At the end, be sure a checkmark is placed next to Update Malwarebytes' Anti-Malware and Launch Malwarebytes' Anti-Malware, then click Finish.
If an update is found, it will download and install the latest version.
Once the program has loaded, select Perform quick scan, then click Scan.
http://i24.photobucket.com/albums/c30/ken545/MBAMCapture.jpg
When the scan is complete, click OK, then Show Results to view the results.
Be sure that everything is checked, and click Remove Selected .
When completed, a log will open in Notepad. Please save it to a convenient location and post the results.

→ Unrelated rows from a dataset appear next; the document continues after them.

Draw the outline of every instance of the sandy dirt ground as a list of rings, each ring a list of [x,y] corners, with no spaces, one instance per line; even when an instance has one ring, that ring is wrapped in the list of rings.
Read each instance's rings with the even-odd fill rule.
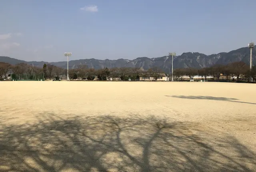
[[[0,171],[256,171],[256,84],[0,82]]]

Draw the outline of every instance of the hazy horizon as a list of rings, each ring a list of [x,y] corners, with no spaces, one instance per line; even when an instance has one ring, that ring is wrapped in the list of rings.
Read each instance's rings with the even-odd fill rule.
[[[52,62],[65,61],[65,52],[72,53],[70,60],[151,58],[172,51],[210,55],[256,40],[256,1],[183,2],[4,1],[0,56]]]

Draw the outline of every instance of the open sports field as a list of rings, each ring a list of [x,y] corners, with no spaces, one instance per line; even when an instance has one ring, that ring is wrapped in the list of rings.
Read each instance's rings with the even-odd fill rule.
[[[0,82],[0,171],[256,171],[256,84]]]

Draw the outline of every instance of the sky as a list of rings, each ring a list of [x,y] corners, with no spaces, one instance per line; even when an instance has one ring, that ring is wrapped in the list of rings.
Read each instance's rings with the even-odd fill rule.
[[[256,41],[255,0],[8,0],[0,56],[26,61],[210,55]]]

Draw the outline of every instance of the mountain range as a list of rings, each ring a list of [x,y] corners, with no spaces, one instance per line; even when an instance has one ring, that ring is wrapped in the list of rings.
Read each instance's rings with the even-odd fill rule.
[[[254,47],[255,48],[255,47]],[[208,67],[212,65],[228,63],[238,61],[243,61],[246,64],[250,63],[250,50],[248,47],[243,47],[228,52],[220,52],[210,55],[199,52],[184,52],[180,56],[174,57],[174,68],[192,67],[200,68]],[[256,64],[256,48],[252,50],[252,64]],[[25,63],[29,65],[34,64],[39,67],[42,67],[44,63],[50,64],[57,66],[66,68],[67,62],[47,62],[31,61],[11,58],[9,57],[0,56],[0,62],[8,63],[14,65],[20,63]],[[97,60],[94,58],[70,60],[69,62],[70,68],[76,68],[80,64],[86,64],[88,67],[95,69],[108,67],[136,67],[147,70],[152,67],[157,67],[167,73],[169,68],[172,67],[172,56],[166,56],[161,57],[150,58],[146,57],[139,57],[134,60],[120,58],[112,60],[109,59]]]

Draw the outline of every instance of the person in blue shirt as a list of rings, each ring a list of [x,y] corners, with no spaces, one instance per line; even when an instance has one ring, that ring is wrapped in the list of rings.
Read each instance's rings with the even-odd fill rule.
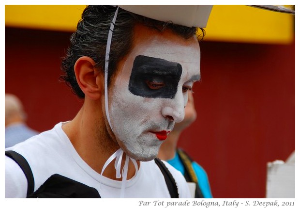
[[[15,95],[5,94],[5,148],[13,146],[39,132],[26,124],[26,113],[20,99]]]
[[[212,198],[208,177],[205,170],[182,149],[177,146],[182,131],[194,122],[197,117],[193,93],[189,91],[188,102],[185,108],[184,120],[175,124],[173,130],[161,145],[158,157],[167,161],[180,171],[188,182],[195,184],[195,198]]]

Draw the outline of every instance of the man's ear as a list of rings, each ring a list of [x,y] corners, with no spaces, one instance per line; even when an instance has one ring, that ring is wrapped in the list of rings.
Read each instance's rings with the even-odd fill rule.
[[[82,56],[78,59],[74,65],[78,84],[85,96],[92,99],[100,97],[104,86],[101,81],[103,80],[103,73],[96,68],[95,64],[96,63],[91,58]],[[101,77],[97,77],[99,76]]]

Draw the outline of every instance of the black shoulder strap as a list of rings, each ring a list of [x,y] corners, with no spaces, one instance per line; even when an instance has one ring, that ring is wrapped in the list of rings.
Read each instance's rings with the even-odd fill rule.
[[[34,179],[27,160],[22,155],[14,151],[5,151],[5,155],[14,160],[25,174],[28,182],[27,195],[29,195],[34,191]]]
[[[162,160],[158,158],[155,158],[154,160],[158,167],[159,167],[159,169],[161,169],[164,175],[164,177],[165,177],[165,180],[168,187],[171,198],[179,198],[178,189],[177,188],[177,185],[176,185],[175,180],[173,177],[173,176],[172,176],[172,174],[171,174],[168,168]]]
[[[194,182],[196,184],[196,190],[195,192],[195,198],[204,198],[198,183],[198,178],[193,168],[192,162],[193,161],[192,158],[182,149],[177,150],[179,158],[182,162],[185,171],[184,172],[184,177],[187,182]]]

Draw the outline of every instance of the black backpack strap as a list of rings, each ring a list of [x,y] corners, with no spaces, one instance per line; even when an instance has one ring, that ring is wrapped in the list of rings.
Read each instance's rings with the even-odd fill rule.
[[[27,195],[34,191],[34,179],[31,169],[26,159],[19,153],[12,150],[5,151],[5,155],[13,159],[19,165],[27,178]]]
[[[178,189],[177,188],[177,185],[175,182],[175,180],[173,177],[173,176],[168,168],[166,167],[165,165],[164,164],[164,162],[162,161],[158,158],[155,158],[154,159],[155,163],[162,171],[164,177],[165,177],[165,183],[169,190],[171,198],[179,198],[179,194],[178,193]]]
[[[185,171],[184,171],[184,177],[187,182],[193,182],[196,184],[196,190],[195,192],[195,198],[204,198],[198,183],[198,178],[193,168],[192,162],[193,160],[183,150],[179,149],[177,150],[179,158],[182,162]]]

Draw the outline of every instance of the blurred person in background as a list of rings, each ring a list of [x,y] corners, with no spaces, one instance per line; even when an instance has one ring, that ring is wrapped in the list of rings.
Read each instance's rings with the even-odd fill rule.
[[[187,182],[195,184],[195,198],[212,198],[208,177],[203,168],[194,161],[182,149],[177,147],[181,133],[195,120],[196,117],[193,92],[190,91],[185,108],[184,119],[180,123],[175,124],[167,139],[161,145],[158,157],[166,160],[180,171]],[[195,190],[195,188],[193,189]]]
[[[5,148],[14,146],[38,134],[26,124],[27,115],[20,99],[5,94]]]

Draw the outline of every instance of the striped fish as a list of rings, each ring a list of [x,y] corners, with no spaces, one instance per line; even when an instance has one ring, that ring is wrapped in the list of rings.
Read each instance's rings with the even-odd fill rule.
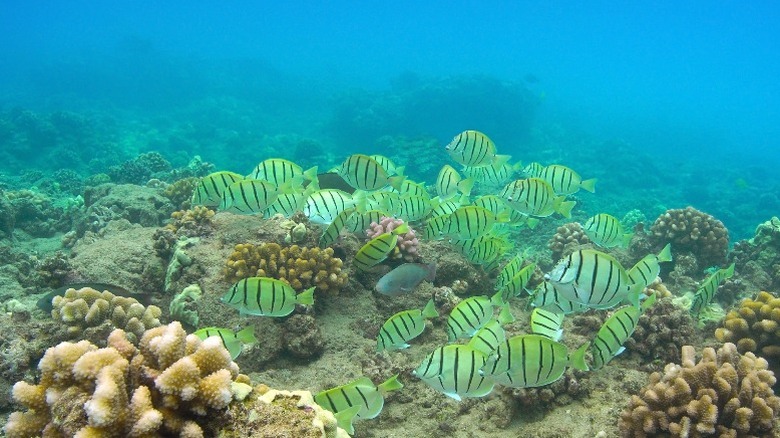
[[[667,243],[658,254],[648,254],[638,261],[628,271],[628,278],[632,283],[641,283],[644,287],[650,286],[661,273],[661,263],[672,261],[672,246]]]
[[[536,308],[531,312],[531,333],[558,341],[563,335],[563,312]]]
[[[403,224],[390,233],[380,234],[363,245],[352,259],[352,264],[360,271],[368,271],[382,263],[395,249],[398,235],[409,231],[409,226]]]
[[[401,196],[401,211],[398,214],[406,222],[422,220],[431,211],[430,198],[417,195]]]
[[[447,200],[455,196],[458,192],[465,196],[471,193],[474,187],[474,180],[471,178],[463,179],[462,176],[449,164],[445,164],[436,177],[436,193],[439,198]]]
[[[412,374],[447,397],[484,397],[493,391],[493,381],[480,376],[487,356],[469,345],[446,345],[423,359]]]
[[[551,164],[539,174],[539,178],[547,181],[556,195],[573,195],[585,189],[591,193],[596,191],[596,179],[583,181],[580,175],[566,166]]]
[[[512,257],[512,259],[509,260],[503,268],[501,268],[501,271],[498,273],[498,277],[496,277],[496,290],[501,290],[504,286],[509,284],[515,275],[520,272],[522,266],[522,255],[517,254],[516,256]]]
[[[316,181],[317,166],[303,170],[301,166],[283,158],[268,158],[255,166],[247,179],[262,179],[281,186],[289,182],[291,187],[300,187],[304,180]]]
[[[623,300],[639,305],[641,284],[634,284],[614,257],[583,249],[561,259],[545,276],[561,296],[595,309],[608,309]]]
[[[522,294],[522,292],[525,290],[528,282],[531,281],[531,277],[534,275],[535,270],[536,263],[531,263],[525,266],[523,269],[519,270],[517,274],[515,274],[515,276],[509,280],[509,283],[505,284],[503,287],[501,287],[501,289],[499,289],[503,300],[509,301],[509,298],[511,297],[519,297],[520,294]]]
[[[734,275],[734,263],[728,268],[717,270],[714,274],[707,277],[701,286],[696,290],[693,295],[693,302],[691,303],[691,315],[699,316],[699,313],[712,302],[712,297],[715,296],[715,292],[718,291],[720,284],[731,278]]]
[[[355,206],[357,201],[349,193],[338,189],[322,189],[306,198],[303,214],[310,221],[327,225],[342,211]]]
[[[489,233],[500,220],[487,209],[467,205],[447,216],[442,232],[456,239],[476,239]]]
[[[504,341],[506,341],[504,328],[501,327],[501,323],[497,319],[491,319],[474,333],[468,346],[488,356]]]
[[[450,157],[469,167],[493,166],[500,169],[508,155],[497,155],[496,145],[487,135],[479,131],[463,131],[444,147]]]
[[[532,307],[549,310],[551,312],[570,314],[584,312],[588,307],[582,303],[575,303],[560,296],[558,291],[549,281],[543,281],[536,286],[528,303]]]
[[[549,385],[560,379],[569,365],[583,371],[588,369],[584,357],[587,344],[583,347],[569,358],[565,345],[545,336],[513,336],[490,353],[481,372],[510,388]]]
[[[425,320],[437,316],[439,316],[439,312],[433,305],[433,299],[429,300],[422,310],[404,310],[396,313],[379,329],[379,335],[376,338],[376,352],[409,348],[408,342],[420,336],[425,330]]]
[[[352,187],[368,192],[379,190],[388,185],[400,188],[404,180],[401,175],[389,176],[375,159],[363,154],[347,157],[341,163],[339,175]]]
[[[225,189],[219,208],[240,214],[262,214],[278,196],[279,189],[275,184],[259,179],[245,179]]]
[[[352,435],[355,433],[353,420],[376,418],[385,405],[385,394],[403,387],[397,374],[379,386],[374,385],[368,377],[361,377],[346,385],[317,393],[314,401],[333,412],[339,427]]]
[[[453,342],[459,338],[474,336],[482,326],[493,318],[493,307],[501,307],[499,321],[509,323],[514,320],[509,306],[501,300],[501,294],[493,297],[484,295],[469,297],[458,303],[447,318],[447,338]]]
[[[269,277],[249,277],[228,289],[221,301],[241,315],[287,316],[296,304],[314,304],[314,287],[300,294],[289,284]]]
[[[511,248],[505,239],[490,234],[476,239],[452,239],[450,244],[469,262],[478,265],[493,263],[502,253]]]
[[[552,186],[539,178],[518,179],[507,184],[499,196],[506,203],[528,216],[547,217],[559,213],[565,218],[571,217],[575,201],[566,201],[556,196]]]
[[[606,213],[599,213],[585,222],[582,226],[585,234],[598,246],[611,248],[620,246],[628,247],[631,242],[632,233],[623,233],[623,225],[615,216]]]
[[[656,294],[651,295],[642,307],[625,306],[616,310],[604,324],[601,325],[596,337],[590,343],[590,353],[593,357],[591,370],[598,370],[608,364],[615,356],[625,350],[623,344],[634,333],[639,323],[641,312],[655,303]]]
[[[244,177],[234,172],[210,173],[200,181],[192,193],[192,205],[217,207],[222,202],[222,193],[231,184],[243,180]]]
[[[211,336],[217,336],[222,340],[222,345],[230,353],[230,357],[236,360],[239,354],[241,354],[241,347],[244,344],[254,344],[257,342],[255,338],[255,328],[253,326],[247,327],[240,332],[236,333],[233,330],[219,327],[205,327],[195,330],[193,335],[206,339]]]
[[[320,242],[319,246],[320,248],[326,248],[330,246],[333,242],[335,242],[339,238],[339,234],[341,234],[341,230],[344,229],[344,226],[349,222],[349,220],[352,218],[352,215],[355,213],[354,208],[348,208],[341,213],[337,214],[335,218],[333,218],[333,222],[331,222],[326,228],[325,231],[322,232],[322,236],[320,236]]]

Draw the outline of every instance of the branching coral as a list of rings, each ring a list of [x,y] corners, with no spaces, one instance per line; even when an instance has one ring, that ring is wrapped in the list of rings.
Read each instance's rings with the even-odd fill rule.
[[[553,260],[559,260],[579,249],[583,245],[592,243],[585,234],[582,225],[577,222],[563,224],[555,231],[547,247],[552,251]]]
[[[332,248],[309,248],[276,243],[238,244],[225,262],[225,277],[231,282],[247,277],[272,277],[296,290],[315,286],[318,292],[337,292],[347,282],[342,260]]]
[[[759,292],[755,299],[742,301],[715,330],[721,342],[736,342],[740,353],[760,354],[776,362],[780,359],[780,298]]]
[[[158,318],[162,314],[157,306],[144,307],[135,298],[120,297],[109,291],[99,292],[89,287],[68,289],[65,295],[54,297],[52,305],[52,318],[65,323],[71,337],[103,324],[140,337],[147,329],[160,325]]]
[[[684,346],[682,365],[650,376],[620,416],[622,436],[772,436],[780,398],[766,360],[740,355],[731,343],[717,353],[705,348],[699,362],[695,356]]]
[[[728,230],[721,221],[693,207],[667,210],[655,220],[650,232],[658,248],[671,242],[675,254],[695,255],[700,269],[726,262]]]
[[[204,436],[204,425],[249,379],[217,338],[187,336],[178,322],[144,333],[136,347],[114,330],[106,348],[80,341],[46,351],[40,383],[14,385],[27,410],[8,419],[8,437]]]
[[[404,224],[401,219],[392,217],[382,217],[379,223],[371,222],[370,228],[366,230],[366,236],[369,239],[380,234],[389,233]],[[403,259],[407,262],[413,262],[420,257],[420,241],[417,240],[417,233],[409,227],[409,231],[398,235],[398,241],[393,251],[387,256],[390,260]]]

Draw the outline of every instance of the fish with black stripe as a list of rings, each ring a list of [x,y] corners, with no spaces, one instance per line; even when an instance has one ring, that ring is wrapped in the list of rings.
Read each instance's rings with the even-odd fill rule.
[[[439,312],[433,305],[433,299],[425,307],[404,310],[396,313],[382,324],[376,337],[376,351],[402,350],[409,348],[408,342],[422,334],[425,330],[425,320],[436,318]]]
[[[235,172],[220,171],[210,173],[198,181],[192,193],[192,205],[218,207],[222,203],[222,194],[233,183],[242,181],[243,176]]]
[[[712,302],[712,298],[715,296],[715,292],[718,291],[720,284],[732,276],[734,276],[734,263],[729,265],[728,268],[718,269],[707,277],[693,295],[693,302],[690,308],[691,315],[698,317],[702,309]]]
[[[519,335],[499,344],[480,369],[482,375],[510,388],[535,388],[549,385],[563,376],[566,368],[587,371],[585,349],[569,357],[560,342],[541,335]]]
[[[661,273],[661,263],[672,261],[672,245],[667,243],[658,254],[648,254],[628,270],[628,277],[634,283],[650,286]]]
[[[498,155],[493,140],[473,130],[456,135],[444,149],[453,160],[469,167],[493,166],[500,169],[510,158],[509,155]]]
[[[600,251],[583,249],[561,259],[545,275],[561,296],[595,309],[608,309],[623,300],[639,305],[644,289],[633,283],[614,257]]]
[[[398,374],[379,386],[374,385],[368,377],[361,377],[346,385],[317,393],[314,401],[333,412],[339,427],[351,435],[355,433],[353,420],[376,418],[385,406],[385,395],[403,387],[398,381]]]
[[[296,294],[289,284],[270,277],[249,277],[237,281],[221,301],[241,315],[287,316],[296,304],[314,304],[314,287]]]
[[[487,355],[469,345],[451,344],[439,347],[412,371],[412,375],[447,397],[484,397],[493,391],[493,381],[478,370]]]
[[[652,294],[642,302],[641,308],[621,307],[604,321],[596,333],[596,337],[590,343],[590,354],[593,358],[591,370],[604,367],[609,361],[625,351],[623,344],[634,333],[642,312],[650,308],[655,300],[656,294]]]
[[[620,220],[607,213],[599,213],[589,218],[582,229],[593,243],[605,248],[613,246],[626,248],[633,237],[633,233],[623,233]]]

Note: If you receive a notice that some of the items couldn't be removed, that they have been added to the delete on reboot list, please reboot.
Post the report please
If nothing was found than no need for the log but post it if it did find threats, also let me know how your system is behaving now ??
outpouring
2013-04-14, 12:36
Malwarebytes Anti-Malware 1.75.0.1300
www.malwarebytes.org
Database version: v2013.04.13.08
Windows XP Service Pack 3 x86 NTFS
Internet Explorer 8.0.6001.18702
Authorized User :: AUTHORIZ-28629F [administrator]
4/13/2013 5:12:11 PM
mbam-log-2013-04-13 (17-12-11).txt
Scan type: Quick scan
Scan options enabled: Memory | Startup | Registry | File System | Heuristics/Extra | Heuristics/Shuriken | PUP | PUM
Scan options disabled: P2P
Objects scanned: 258323
Time elapsed: 9 minute(s), 31 second(s)
Memory Processes Detected: 0
(No malicious items detected)
Memory Modules Detected: 0
(No malicious items detected)
Registry Keys Detected: 1
HKLM\SOFTWARE\Microsoft\Windows NT\CurrentVersion\Image File Execution Options\SETUP.EXE (PUP.IBryte) -> Quarantined and deleted successfully.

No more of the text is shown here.